Dramatis Personae resumes the Stage by Stage narrative after the disappearance of Greek and Roman drama in the turbulent first centuries of the Christian epoch, tracing the return of religious theatre and ritual, with Passion Plays, Mysteries and Moralities taking over from classical drama while folk farce flourishes throughout the Middle Ages. Starting in Italy with the revival of classical works, the Renaissance produces whimsical new dramatic forms including commedia dell’arte, as well as exalted musical innovations culminating in resplendent operas and opulent ballets. The author studies the impact of the Renaissance in Spain, France, Germany, Holland and in England, where theatre reached an extraordinary climax in the Elizabethan and Jacobean eras.
A vivid picture is projected of the developing theatrical world and the contributions of Kyd and Marlowe, before arriving at Shakespeare.
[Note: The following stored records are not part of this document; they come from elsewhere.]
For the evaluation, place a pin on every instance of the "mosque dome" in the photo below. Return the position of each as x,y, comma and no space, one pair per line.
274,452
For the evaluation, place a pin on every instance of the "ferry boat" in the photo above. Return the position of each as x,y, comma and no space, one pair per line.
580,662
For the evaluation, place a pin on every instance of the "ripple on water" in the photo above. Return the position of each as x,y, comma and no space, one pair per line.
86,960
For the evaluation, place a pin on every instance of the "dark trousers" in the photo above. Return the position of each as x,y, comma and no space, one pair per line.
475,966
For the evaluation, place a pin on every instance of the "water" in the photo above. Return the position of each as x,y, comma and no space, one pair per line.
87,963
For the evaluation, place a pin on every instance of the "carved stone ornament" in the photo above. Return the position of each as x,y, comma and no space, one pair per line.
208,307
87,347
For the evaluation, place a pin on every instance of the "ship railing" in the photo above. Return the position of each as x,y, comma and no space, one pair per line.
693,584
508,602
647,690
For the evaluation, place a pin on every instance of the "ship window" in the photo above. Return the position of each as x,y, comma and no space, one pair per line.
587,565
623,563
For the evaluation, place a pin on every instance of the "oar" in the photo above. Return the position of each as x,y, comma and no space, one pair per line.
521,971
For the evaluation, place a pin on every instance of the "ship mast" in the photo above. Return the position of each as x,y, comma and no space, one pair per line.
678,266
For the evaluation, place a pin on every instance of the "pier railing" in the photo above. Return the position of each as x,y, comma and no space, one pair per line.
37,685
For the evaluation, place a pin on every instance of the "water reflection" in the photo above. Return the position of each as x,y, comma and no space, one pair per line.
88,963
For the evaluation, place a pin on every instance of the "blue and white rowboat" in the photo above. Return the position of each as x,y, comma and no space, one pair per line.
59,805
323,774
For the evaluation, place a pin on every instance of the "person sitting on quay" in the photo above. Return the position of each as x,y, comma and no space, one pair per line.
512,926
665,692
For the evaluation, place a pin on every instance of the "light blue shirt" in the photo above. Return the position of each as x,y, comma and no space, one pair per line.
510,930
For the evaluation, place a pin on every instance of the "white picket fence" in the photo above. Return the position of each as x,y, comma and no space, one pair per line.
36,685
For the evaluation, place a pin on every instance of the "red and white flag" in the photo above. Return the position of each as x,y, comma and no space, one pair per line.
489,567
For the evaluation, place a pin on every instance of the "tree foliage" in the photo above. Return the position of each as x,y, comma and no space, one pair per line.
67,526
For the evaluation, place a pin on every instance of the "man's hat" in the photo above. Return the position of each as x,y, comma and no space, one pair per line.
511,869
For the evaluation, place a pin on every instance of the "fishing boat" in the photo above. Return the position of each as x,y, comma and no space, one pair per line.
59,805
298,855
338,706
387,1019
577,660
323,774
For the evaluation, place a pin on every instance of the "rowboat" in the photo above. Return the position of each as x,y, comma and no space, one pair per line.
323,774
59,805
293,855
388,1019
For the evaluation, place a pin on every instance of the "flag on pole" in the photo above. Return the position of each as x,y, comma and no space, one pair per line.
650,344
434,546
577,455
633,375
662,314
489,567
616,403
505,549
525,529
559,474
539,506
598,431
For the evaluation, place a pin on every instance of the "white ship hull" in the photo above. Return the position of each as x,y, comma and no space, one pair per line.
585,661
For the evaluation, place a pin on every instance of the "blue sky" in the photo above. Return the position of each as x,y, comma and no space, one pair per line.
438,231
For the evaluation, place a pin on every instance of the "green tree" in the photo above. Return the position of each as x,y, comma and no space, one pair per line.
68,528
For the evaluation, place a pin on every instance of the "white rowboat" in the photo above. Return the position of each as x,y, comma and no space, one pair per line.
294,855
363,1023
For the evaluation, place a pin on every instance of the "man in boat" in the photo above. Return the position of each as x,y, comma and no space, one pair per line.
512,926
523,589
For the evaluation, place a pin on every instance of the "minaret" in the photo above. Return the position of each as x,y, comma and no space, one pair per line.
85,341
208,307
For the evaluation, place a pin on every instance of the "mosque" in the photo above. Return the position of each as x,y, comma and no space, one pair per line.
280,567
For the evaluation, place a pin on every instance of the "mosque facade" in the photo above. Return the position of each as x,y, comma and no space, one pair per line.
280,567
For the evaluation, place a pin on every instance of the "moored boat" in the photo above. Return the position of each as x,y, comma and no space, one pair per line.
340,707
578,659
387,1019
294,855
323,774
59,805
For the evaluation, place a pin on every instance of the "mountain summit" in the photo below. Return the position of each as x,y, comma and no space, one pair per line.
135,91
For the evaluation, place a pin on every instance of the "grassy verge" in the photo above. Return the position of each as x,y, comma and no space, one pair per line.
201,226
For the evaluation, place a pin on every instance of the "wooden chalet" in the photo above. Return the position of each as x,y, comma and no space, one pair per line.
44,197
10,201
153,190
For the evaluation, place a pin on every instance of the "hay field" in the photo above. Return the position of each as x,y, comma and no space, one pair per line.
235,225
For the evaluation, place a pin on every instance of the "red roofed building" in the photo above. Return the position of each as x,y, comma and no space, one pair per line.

The author gives a detailed summary of Shakespeare’s plays and how they have been interpreted through the centuries since their first performance. The book also discusses the personalities and scripts of many of Shakespeare’s contemporaries – Ford, Beaumont, Fletcher and others now less well known – before evoking the lives and output of Jonson and Webster, two great dramatists who outlived the Bard.
‘This volume is vast in scope, embracing the famous and the obscure … Freud brilliantly shows how the estrangement between church and theatre developed … the author has a great gift for capturing the feel of the past, an extraordinary breath of knowledge and depth of sympathy. This book is not simply a work of reference. It is not a ‘biography’ of the early Modern theatre. It is, appropriately, a pageant.' — Independent on Sunday
‘A compendious study … an absolute wealth of detail and curiousity … Freund is an expansive and erudite guide. This encyclopaediac, fascinating tome is a must have for anyone’s literary reference bookshelf.' — Scotland on Sunday
‘Theatre buffs will welcome historian Freund’s comprehensive survey … the richness is in the details, and nothing is omitted.’ — Publishers Weekly
PHILIP FREUND (1909–2008) was a writer and theatre historian, best known for the 9,000 page series on the history of theatre entitled Stage By Stage, regarded as among the most important and original studies of theatre history ever written. A true polymath who could discourse, lecture and write knowledgeably on a wealth of subjects, Freund would write novels, short stories, essays, plays, works of literary criticism and, perhaps most remarkably, with Myths of Creation (1963), a work of anthropology that ranks alongside the classics in its field. He died in 2008 at the age of 98.